The social media recovery movement is gathering momentum.
“Put Down Your Phone” commands the cover line of New York magazine’s Oct. 2 issue. The headline atop author and proto-blogger Andrew Sullivan’s essay inside: “I Used To Be A Human Being.” The subhead puts it all in context: “An endless bombardment of news and gossip and images has rendered us manic information addicts. It broke me. It might break you, too.” Roughly 7,000 words follow.
The paperback edition of “Unsubscribe: How to Kill Email Anxiety, Avoid Distractions, and Get Real Work Done” by Jocelyn K. Glei was released Tuesday. An excerpt in Time tells us “it’s time to let go of inbox zero. To admit that it’s an addictive game rather than a meaningful goal.” (I learned about the book from Time’s daily email newsletter, which raises a question. Should I start letting go by unsubscribing to newsletters that just lead me into the rabbit hole of hyperlinks and clickbait?)
A couple of weeks ago, I received a pitch to interview two doctors who treat adolescents at a residential treatment center about “how tech addiction is affecting young people.” The publicist cited a poll conducted for Common Sense Media in which 50% of teens felt they were addicted to their mobile devices, with 78% of respondents checking their phones at least hourly.
All of this got me thinking. Beyond “the allure of popularity and social status,” as Sullivan puts it, does social media have any real value? How might we better integrate the smartphone into our lives, on the premise that it’s not going away, but is increasingly integral to our lives and careers? How do we help our kids, bombarded by social stimuli, realize the need for more meaningful communication?
I turned to Halley Bock for insight. Bock was the driven and successful CEO of a Seattle-based company that “focused on developing the art of conversation as the vehicle for creating connection” in the business world. She was, she says, addicted to her smartphone and social media a few years ago, when “achievements, acquiring things and being what I thought other people wanted me to be” were her goals.
“I don’t have any facts to back this up, but my guess is the more someone posts, the more discontent exists in one’s life,” she says in retrospect. “It can be a great surrogate for meaningful relationships, or seeming to build self-worth.”
Starting in April 2015, Bock’s life turned upside down. That’s a good thing. Her “Life, Incorporated: A Practical Guide To Wholehearted Living,” which will be published in January, explains how. It’s a compelling narrative of her experiences as a dotcom-boom-era tech pioneer and training company leader, as well as a hands-on workbook for reconnecting with what really matters in life.
The Dopamine Rush
Bock says that a live presentation by Dan Siegel, an author and clinical professor of psychiatry at the UCLA School of Medicine, put the addictive nature of social media into a breakthrough perspective for her.
“Social media is one of the cheapest, laziest and most accessible ways for us to go to the well for dopamine, a reward chemical in our brain,” she recalls Siegel explaining. “It’s a rush of happy vibes that we get when we exercise or when someone give us a hug or when we accomplish something. When we put a status update up and somebody likes it, or when they share what we said, we get a dopamine hit.
“And the more that happens, the more we’re trained to go back to that well. It’s a really easy way for us to get a feel-good moment. We don’t know exactly what we’re doing or why, but we keep loading the trap, posting something up. And then we keep coming back, checking on it, checking on it, checking on it. ‘Did someone share what I said because that makes me feel important?’ And then, boom, I get these chemicals,” she says.
Realizing that our dependence on likes, retweets and the number of friends we have has a physiological basis and is not just a matter of choice helped Bock get on top of the issue by becoming “mindful of what’s really going,” she says.
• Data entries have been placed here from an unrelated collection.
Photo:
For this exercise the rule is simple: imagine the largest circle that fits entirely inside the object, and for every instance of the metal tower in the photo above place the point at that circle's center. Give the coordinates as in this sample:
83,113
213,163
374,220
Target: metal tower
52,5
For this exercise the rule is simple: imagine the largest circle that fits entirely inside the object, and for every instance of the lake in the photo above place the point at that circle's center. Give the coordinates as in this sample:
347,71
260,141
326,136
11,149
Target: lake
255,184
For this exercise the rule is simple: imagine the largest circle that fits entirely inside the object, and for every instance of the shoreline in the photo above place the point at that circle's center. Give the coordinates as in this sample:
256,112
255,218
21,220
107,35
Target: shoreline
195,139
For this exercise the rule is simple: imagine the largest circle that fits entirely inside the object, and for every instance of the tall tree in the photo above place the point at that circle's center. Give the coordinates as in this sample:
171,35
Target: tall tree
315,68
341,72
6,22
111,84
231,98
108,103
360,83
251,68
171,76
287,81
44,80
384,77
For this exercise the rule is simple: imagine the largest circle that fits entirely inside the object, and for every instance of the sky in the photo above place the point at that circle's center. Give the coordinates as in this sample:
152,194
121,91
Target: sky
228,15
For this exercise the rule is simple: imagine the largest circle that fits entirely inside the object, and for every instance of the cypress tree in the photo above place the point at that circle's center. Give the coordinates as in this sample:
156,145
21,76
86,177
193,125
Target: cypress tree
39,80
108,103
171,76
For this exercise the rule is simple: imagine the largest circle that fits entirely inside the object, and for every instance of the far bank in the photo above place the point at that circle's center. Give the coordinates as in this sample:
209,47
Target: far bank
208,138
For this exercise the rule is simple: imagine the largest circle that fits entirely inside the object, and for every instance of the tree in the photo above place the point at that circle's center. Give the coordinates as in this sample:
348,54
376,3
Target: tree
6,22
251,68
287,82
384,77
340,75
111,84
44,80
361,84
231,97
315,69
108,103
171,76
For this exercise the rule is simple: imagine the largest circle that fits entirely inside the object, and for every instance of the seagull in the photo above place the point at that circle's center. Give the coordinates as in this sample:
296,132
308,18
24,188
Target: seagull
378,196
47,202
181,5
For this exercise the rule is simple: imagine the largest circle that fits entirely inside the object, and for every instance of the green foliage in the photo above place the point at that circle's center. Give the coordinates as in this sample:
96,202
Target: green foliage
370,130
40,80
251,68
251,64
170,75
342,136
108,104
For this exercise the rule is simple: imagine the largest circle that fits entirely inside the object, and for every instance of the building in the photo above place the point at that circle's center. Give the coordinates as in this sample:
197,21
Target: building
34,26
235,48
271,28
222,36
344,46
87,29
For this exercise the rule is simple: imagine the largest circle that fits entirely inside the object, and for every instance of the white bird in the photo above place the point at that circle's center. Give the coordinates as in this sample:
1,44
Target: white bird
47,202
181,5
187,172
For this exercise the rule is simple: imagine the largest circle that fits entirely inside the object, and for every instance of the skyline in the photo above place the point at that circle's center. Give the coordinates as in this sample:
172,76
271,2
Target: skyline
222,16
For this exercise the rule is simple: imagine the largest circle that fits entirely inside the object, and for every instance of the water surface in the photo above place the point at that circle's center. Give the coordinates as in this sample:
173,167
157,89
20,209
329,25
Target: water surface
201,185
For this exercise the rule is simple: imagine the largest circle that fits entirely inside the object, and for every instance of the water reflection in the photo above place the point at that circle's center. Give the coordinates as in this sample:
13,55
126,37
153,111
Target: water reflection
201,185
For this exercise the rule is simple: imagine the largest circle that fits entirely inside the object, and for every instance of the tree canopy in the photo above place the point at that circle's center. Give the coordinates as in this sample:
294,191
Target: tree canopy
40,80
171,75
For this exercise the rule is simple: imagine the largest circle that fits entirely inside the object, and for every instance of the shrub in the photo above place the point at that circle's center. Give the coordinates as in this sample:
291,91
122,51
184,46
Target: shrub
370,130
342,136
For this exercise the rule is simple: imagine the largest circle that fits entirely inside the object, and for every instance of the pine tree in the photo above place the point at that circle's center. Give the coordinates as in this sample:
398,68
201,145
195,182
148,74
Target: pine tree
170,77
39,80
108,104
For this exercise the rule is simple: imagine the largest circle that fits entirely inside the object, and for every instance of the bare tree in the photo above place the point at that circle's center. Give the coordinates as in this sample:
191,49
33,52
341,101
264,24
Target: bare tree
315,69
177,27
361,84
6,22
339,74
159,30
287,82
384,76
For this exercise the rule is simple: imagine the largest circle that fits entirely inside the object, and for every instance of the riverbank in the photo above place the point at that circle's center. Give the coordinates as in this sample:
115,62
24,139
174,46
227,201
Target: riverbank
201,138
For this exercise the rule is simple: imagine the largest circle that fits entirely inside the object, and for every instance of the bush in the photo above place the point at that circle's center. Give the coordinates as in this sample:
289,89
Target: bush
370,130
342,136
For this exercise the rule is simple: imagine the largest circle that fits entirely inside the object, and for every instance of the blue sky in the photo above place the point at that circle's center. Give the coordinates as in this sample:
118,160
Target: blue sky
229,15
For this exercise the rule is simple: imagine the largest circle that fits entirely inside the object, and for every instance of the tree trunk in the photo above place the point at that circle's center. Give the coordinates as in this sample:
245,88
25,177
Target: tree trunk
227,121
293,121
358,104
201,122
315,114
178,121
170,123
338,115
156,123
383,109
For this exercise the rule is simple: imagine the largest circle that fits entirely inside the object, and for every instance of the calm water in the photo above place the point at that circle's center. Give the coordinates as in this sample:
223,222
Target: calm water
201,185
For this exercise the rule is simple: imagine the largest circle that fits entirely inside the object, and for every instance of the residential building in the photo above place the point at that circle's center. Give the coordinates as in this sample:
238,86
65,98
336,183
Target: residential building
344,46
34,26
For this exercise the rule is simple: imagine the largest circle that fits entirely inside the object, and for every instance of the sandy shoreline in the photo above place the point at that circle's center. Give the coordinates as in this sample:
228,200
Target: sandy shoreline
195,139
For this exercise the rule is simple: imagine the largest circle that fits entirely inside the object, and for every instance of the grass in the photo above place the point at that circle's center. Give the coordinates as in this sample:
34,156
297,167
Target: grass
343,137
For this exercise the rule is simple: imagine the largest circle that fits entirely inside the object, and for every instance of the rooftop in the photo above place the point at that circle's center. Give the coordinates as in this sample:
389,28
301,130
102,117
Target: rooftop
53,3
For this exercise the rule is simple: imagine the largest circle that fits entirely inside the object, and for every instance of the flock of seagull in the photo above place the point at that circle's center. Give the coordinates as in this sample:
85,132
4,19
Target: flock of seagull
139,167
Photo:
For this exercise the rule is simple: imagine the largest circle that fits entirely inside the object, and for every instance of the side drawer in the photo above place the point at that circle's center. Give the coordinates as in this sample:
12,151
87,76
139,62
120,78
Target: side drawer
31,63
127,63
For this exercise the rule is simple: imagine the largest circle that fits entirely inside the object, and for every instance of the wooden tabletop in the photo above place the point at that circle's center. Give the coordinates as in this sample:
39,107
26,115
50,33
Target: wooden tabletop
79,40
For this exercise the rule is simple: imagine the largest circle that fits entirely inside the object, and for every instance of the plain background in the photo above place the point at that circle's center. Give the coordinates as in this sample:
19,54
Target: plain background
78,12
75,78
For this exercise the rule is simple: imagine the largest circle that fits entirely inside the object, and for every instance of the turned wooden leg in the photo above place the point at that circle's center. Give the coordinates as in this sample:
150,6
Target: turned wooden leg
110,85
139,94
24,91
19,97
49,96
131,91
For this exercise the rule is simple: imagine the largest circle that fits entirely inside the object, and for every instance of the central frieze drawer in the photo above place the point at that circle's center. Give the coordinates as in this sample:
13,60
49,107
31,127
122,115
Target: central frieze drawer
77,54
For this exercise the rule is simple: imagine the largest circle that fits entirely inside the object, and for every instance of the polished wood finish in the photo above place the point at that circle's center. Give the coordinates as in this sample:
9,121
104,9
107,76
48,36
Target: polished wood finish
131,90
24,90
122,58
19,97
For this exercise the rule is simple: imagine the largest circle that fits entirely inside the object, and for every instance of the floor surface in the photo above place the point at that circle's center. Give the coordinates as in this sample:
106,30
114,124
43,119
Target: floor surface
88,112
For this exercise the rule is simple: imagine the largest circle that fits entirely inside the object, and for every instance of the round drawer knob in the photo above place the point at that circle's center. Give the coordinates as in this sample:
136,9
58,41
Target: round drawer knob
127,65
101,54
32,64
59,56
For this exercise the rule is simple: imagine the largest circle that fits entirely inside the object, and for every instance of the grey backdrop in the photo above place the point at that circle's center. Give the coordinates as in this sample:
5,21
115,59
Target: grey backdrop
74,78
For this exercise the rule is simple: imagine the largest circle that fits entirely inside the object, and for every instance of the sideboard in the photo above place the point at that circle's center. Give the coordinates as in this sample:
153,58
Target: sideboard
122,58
It has also enabled her to “stop beating myself up about it,” which only exacerbates the problem.
“When we’re hard on ourselves, and judge ourselves, it can easily work opposite to changing a habit,” she points out.
Bock has two children, 6 and 8, and is preparing for already feeling pressure from the eldest, who has friends using social media. Her own boundaries are that her kids not have social media profiles until they are at least 12 or 13, that she will have access to their feeds and picture sharing at that time, and that location be turned off on their devices.
She is also careful not to be involved with her phone when she has the opportunity to engage with her kids. Children instinctively know when we’re “not really there,” she says. “Few things make me more agitated and emotional than when I see a parent pushing a swing and just scrolling.”
But Bock also points out that social media can be “really powerful and wonderful.” We can make connections with people who have the same concerns and interests without geographical limitations. We are better informed because we can access a multitude of news sources we could not in the past. Finally, it gives us a platform to have more of an impact than before.
A few hours after our interview, I heard my phone buzz — an invitation from Bock to connect on LinkedIn. Yes, of course, was my immediate reaction. Hmmm. “But if I reply immediately,” I thought, “will it look like my life revolves around that 5-inch screen?”
I admit I am powerless. Abstinence is an unlikely outcome. But harm-reduction is an achievable goal. I accepted Bock’s request and went for a long walk on a trail along the Hudson. My phone was on, but I gave it no attention.